Prevention Through Remineralization

Prevention Through Remineralization

As we continue to search for ways to preserve our teeth, the new weapons in preventative dentistry are products that help replenish minerals found in teeth.

We continually lose and gain minerals in our teeth. Plaque acids created by food and bacteria, dissolve minerals. At the same time saliva, which contains calcium and phosphorous, replaces them.

Tooth decay will occur when this natural cycle is disrupted by conditions such as poor oral hygiene, poor diet, medications or illnesses that decrease saliva flow. However, a growing body of research indicates that early decay (defined as when a potential cavity is just a spot of demineralized enamel or a white spot on the tooth) can be reversed, or repaired, by putting minerals back into the teeth.

Dental researchers have long known that fluoride provides remineralization benefits by capturing the natural calcium and phosphate present in saliva. However, they feel that our modern diet of too much sugar and soda is more than our natural levels of calcium and phosphorous can handle. Researchers are looking for ways to enhance the efficiency of fluoride by increasing the amount of calcium and phosphorous in saliva.  

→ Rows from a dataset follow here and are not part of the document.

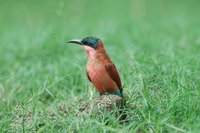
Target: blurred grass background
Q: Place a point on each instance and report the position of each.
(155, 45)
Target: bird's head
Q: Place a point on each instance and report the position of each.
(90, 44)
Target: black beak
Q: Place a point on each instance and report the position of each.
(76, 41)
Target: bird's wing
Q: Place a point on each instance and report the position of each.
(113, 73)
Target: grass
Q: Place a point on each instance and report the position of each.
(155, 46)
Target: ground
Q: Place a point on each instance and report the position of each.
(154, 44)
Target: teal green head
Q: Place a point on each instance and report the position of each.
(88, 41)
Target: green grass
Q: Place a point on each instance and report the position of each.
(154, 44)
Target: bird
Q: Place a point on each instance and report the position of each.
(101, 71)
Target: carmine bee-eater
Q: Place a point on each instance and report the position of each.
(100, 69)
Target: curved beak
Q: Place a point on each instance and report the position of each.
(76, 41)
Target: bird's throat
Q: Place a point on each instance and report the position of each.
(91, 52)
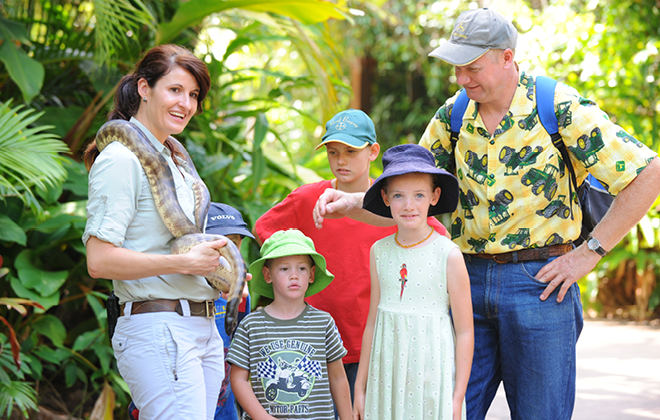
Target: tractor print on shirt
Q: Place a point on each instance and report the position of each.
(587, 146)
(468, 201)
(506, 123)
(443, 158)
(627, 138)
(513, 160)
(520, 238)
(542, 181)
(556, 207)
(498, 208)
(530, 121)
(479, 244)
(477, 167)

A variety of researchers have either introduced or are developing products to help teeth absorb more calcium and phosphorous, thus strengthening them to prevent decay and reverse early decay.

A company called Enamelon released a toothpaste, by that same name, which contains calcium, phosphorous and fluoride. Warner-Lambert now sells Trident Advantage chewing gum with remineralization ingredients.  Inpharma, of Massachusetts, has developed a mouthwash called Caphosol. Ortek Therapeutics has licensing rights to Cavistat, a remineralizing agent that contains both the amino acid argine, to help eliminate plaque acids, and calcium. They plan to add Cavistat to toothpaste within two years.

The research is not over and all has not been smooth sailing. Trident had to repackage its gum to better inform consumers that it contains a dairy-based ingredient and therefore is not safe for people with milk allergies. Although Enamelon has been found to be seven times more effective than regular toothpaste, it has to compete with market brand loyalty. All the products must overcome skepticism from a market population that generally believes once a cavity starts the only option is a filling.

Remineralization appears to be a positive adjunct to our preventative arsenal. Keep in mind though, it does have its limits. It is most effective on the smooth surfaces and can only reverse decay in its earliest stages.

I will keep you informed of ongoing research in this area.